Ukraine has agreed with European and American partners to a multi-tier enforcement plan in which persistent Russian ceasefire violations would trigger escalating responses inside 24 hours and potentially a coordinated western-backed military response within 72 hours.
The enforcement ladder begins at the first breach: a response within 24 hours that starts with a diplomatic warning plus whatever action the Ukrainian army needs to halt the infraction.
If hostilities persist beyond that window, a second phase would activate forces from a “coalition of the willing” spanning many EU members plus the UK, Norway, Iceland, and Turkey.
A third phase would follow if the violation expands into a broader attack, with a coordinated response involving the US military taking effect 72 hours after the initial breach, according to people briefed on the plan.
Officials discussed the framework in Paris in December and continued talks among national security advisers in Kyiv on January 3. Envoys from Kyiv, Moscow, and Washington are scheduled to meet again Wednesday and Thursday in Abu Dhabi for talks aimed at ending the war.
The monitoring problem
The UK and France have pledged to deploy troops and weaponry to Ukraine as part of security guarantees supported by the US to underpin a 20-point peace deal. A European-led deterrence force is framed as providing “reassurance measures in the air, at sea and on land” after a ceasefire, with US intelligence and logistical support.
Monitoring is positioned as the hinge for durability. The US has offered high-tech monitoring capabilities along a roughly 1,400km front line.
Ukraine’s stated skepticism is rooted in precedent: since 2014, Russia has repeatedly breached ceasefires tied to the fighting in eastern Ukraine, including those under the Minsk agreements signed in 2014 and 2015 by Russia, Ukraine, the OSCE, and Kremlin-installed leaders in separatist-held areas.

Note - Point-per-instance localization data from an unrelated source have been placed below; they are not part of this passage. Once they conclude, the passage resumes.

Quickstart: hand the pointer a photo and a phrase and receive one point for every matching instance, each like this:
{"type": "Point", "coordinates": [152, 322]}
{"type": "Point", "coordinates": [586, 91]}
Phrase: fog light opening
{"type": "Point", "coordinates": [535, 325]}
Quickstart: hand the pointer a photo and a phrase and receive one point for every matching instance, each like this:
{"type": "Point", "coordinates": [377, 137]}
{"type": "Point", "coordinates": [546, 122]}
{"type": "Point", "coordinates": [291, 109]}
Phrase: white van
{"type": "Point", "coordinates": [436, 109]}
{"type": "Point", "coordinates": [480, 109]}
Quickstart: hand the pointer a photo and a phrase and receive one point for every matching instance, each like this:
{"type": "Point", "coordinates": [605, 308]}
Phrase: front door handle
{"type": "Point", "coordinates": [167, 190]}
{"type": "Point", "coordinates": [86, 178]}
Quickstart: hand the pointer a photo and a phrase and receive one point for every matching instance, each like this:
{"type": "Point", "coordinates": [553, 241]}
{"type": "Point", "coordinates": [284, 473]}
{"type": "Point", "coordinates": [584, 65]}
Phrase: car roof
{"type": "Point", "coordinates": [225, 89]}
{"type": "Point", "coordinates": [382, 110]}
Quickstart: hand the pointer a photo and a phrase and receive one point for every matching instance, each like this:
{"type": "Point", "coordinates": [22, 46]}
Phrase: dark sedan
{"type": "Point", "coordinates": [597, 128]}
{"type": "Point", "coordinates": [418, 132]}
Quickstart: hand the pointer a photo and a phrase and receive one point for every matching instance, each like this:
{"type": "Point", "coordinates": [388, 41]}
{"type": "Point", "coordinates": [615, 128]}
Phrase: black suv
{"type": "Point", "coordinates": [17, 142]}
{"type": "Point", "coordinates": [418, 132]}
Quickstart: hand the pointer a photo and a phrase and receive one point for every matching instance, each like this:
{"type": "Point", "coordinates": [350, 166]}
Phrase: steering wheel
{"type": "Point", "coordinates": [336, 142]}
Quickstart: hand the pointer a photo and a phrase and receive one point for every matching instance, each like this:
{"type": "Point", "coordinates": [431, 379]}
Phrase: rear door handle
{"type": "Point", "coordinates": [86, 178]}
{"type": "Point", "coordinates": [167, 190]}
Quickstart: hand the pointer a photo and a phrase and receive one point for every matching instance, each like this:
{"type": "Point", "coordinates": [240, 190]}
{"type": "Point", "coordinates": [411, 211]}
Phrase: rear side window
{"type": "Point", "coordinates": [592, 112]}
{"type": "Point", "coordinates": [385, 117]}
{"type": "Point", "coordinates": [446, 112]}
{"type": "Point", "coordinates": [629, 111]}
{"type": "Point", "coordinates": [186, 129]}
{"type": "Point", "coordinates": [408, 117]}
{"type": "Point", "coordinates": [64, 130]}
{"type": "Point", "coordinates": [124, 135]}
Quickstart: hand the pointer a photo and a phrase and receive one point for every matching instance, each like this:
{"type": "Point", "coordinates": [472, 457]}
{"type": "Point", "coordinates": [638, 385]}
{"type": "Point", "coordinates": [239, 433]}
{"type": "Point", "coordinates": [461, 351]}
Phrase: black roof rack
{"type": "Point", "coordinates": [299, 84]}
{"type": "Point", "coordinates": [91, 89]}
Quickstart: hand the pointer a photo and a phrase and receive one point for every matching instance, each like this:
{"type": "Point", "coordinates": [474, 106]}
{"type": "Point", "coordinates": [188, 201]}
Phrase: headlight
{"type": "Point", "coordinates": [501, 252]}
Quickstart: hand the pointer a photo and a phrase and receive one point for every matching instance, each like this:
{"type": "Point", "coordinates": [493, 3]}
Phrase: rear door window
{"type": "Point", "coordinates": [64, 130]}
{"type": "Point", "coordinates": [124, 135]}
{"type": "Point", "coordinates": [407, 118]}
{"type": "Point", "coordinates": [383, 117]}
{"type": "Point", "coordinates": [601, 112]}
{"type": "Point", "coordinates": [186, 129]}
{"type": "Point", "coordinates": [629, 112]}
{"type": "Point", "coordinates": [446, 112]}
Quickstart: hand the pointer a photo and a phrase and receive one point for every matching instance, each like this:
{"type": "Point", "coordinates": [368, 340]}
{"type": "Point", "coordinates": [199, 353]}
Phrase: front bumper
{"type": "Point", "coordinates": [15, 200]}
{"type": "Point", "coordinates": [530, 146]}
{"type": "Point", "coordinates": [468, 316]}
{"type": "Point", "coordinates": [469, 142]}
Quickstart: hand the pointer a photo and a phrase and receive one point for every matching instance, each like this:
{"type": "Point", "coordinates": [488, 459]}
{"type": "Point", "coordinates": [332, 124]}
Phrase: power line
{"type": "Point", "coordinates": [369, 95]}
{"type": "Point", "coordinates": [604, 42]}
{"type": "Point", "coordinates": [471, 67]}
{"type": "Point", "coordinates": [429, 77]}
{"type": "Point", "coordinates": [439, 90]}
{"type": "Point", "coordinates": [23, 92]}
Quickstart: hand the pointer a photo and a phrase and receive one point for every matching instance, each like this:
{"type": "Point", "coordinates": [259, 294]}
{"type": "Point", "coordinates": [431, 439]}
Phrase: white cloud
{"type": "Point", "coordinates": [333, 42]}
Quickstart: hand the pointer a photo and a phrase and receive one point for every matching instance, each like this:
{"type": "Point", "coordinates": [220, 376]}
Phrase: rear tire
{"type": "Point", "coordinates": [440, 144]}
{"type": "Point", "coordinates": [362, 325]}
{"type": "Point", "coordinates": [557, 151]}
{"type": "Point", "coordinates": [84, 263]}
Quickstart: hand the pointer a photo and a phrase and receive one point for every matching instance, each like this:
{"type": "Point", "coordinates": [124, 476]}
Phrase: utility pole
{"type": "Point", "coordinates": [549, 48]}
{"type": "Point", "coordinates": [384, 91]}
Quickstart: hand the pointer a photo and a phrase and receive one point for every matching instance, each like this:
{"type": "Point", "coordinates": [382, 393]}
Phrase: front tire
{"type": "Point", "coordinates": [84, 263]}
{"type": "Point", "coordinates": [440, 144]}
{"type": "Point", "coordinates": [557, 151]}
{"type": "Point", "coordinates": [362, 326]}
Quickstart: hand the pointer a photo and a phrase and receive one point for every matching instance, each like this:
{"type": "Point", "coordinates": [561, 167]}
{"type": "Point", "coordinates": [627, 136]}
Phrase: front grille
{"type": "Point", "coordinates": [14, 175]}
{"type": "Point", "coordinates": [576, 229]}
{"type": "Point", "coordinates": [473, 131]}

The OSCE mission could observe violations but had no enforcement mandate and there were no western security guarantees, enabling repeated collapse and setting conditions for the 2022 full-scale invasion.
Security guarantees
In January, President Volodymyr Zelenskyy said the security guarantees negotiated with the US, with European input, were “100% ready” and that Kyiv is “waiting for our partners to confirm the date and place when we will sign it.”
“I told the American side that this is important not only for me… for people to see progress,” he added.
Zelenskyy has described President Donald Trump’s offer as “NATO-like”, akin to Article 5, with Zelenskyy saying Trump proposed a 15-year guarantee while Ukrainian officials seek 50 years.
The Ukrainian leader also said an 800,000-strong Ukrainian army backed with weapons and training is part of the package, and he wants to sign both the security document and a postwar prosperity plan with the US before February 24, the fourth anniversary of the 2022 invasion.
But key terms remain unclear and internally tensioned. The guarantees are described as contingent on a lasting ceasefire that has not materialised, while the Trump administration has indicated guarantees would depend first on a peace deal likely involving ceding the Donbas to Russia.
Zelenskyy rejected “a quid pro quo”, calling signing security guarantees an act of goodwill.
Russia has also dismissed the guarantees concept, with Security Council of Russia Deputy Chairman Dmitry Medvedev quoted saying: “these guarantees can’t be one-sided” and must work “for both sides”.
Russia has continued missile and drone strikes against critical infrastructure, including attacks that have knocked out heating and water for parts of the capital’s nearly 4 million residents amid the harshest winter of the war.
Separately, Zelenskyy has said Ukraine is adjusting its negotiating approach after major strikes on energy infrastructure as new Abu Dhabi talks approach.